I am now living in RURAL AFRICA and my little flat just happens to be perched on what is known by the locals as “SNAKE HILL”. Apparently, the hill is densely populated with snakes and encounters with the deadly creatures are common. This is why, when I first arrived, I was warned to always keep my windows closed so that I didn’t get any unwanted visitors. Last night, I got out of bed several times to ensure all the windows were closed.
Chris and Jenny also had a scorpion in their house on Wednesday and I have been told that I need to check my bed before I get in each night and check my shoes before I put my feet in. I truly am terrified.
Just so you don’t think I’m a paranoid lunatic (although I’m close to becoming one…), I had found some information on the dreaded Black mamba that I would like to share with you. Read closely and understand why I feel like I’m risking my life every time I step outside my door….

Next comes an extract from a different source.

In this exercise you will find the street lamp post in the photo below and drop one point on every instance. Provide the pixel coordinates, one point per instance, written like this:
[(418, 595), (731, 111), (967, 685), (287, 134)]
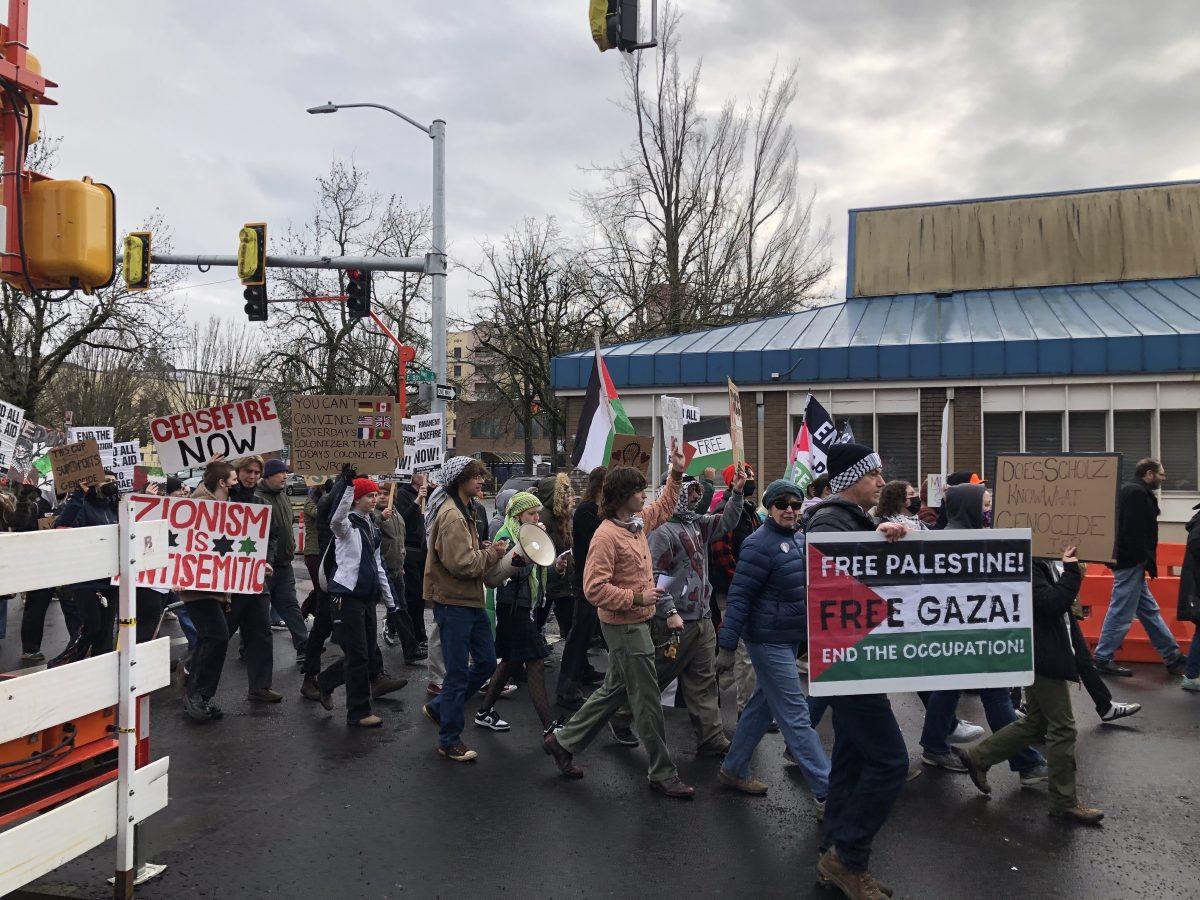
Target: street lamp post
[(436, 262)]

The Black Mamba (nicknamed The Shadow of Death) (Dendroaspis polylepis) is an elapid snake. They are one of Africas most dangerous and feared snakes.[1] The black mamba is the largest venomous snake in Africa and the second longest venomous snake in the world. Only the King Cobra is longer. Adult black mambas have an average length of 2.5 meters (8.2 ft) and a maximum length of 4.5 meters
The black mamba is reputed to be the fastest moving snake in the world, and has been claimed to move at up to 19.2 km/h (12 mph).

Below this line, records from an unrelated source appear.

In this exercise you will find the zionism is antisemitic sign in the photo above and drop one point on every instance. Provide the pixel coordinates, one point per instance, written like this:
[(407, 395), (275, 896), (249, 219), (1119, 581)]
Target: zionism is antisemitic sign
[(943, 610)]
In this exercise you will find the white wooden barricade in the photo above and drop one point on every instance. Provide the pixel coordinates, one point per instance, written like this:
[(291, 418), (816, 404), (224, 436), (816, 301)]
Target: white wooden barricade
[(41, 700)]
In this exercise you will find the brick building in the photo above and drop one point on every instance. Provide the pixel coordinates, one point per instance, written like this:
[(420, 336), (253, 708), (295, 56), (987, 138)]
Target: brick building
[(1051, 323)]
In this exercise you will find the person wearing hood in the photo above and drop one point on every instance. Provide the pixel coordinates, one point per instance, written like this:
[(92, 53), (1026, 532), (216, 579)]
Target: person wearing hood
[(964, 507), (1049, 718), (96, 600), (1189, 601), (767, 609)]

A single bite from a black mamba may inject enough venom to kill 20-40 grown men, easily killing one unless the appropriate anti-venom is administered in time. When cornered, they will readily attack. When in the striking position, the mamba flattens its neck, hisses very loudly and displays its inky black mouth and fangs. It can rear up around one-third of its body from the ground which allows it to reach heights of approximately four feet. Black mambas are diurnal snakes that hunt prey actively during the day. When hunting small animals, the black mamba delivers one or two deadly bites and backs off, waiting for the neurotoxin in its venom to paralyze the prey. When killing a bird, however, the black mamba will cling to its prey, preventing its departure. When warding off a bigger threat or feeling very threatened, the black mamba usually delivers multiple strikes, injecting its potent neuro- and cardiotoxin with each strike, often attacking the body or head, unlike most other snakes. It can strike up to 12 times in a row.
Black mambas are among the most venomous snakes in the world. With a LD50 of 0.25-0.32 mg/kg, the black mamba is 3 times as venomous as the Cape Cobra, 5 times as venomous as the King cobra and about 40 times as venomous as the Gaboon viper. Black mamba venom contains powerful, fast-acting neurotoxins and cardiotoxins, including calciseptine. Its bite delivers about 100-120 mg of venom on average, however it can deliver up to 400 mg of venom; 10 to 15 mg is deadly to a human adult
Depending on the nature of a bite, death can, and has resulted in as little as 15-30 minutes or it may take up to 120-180 minutes.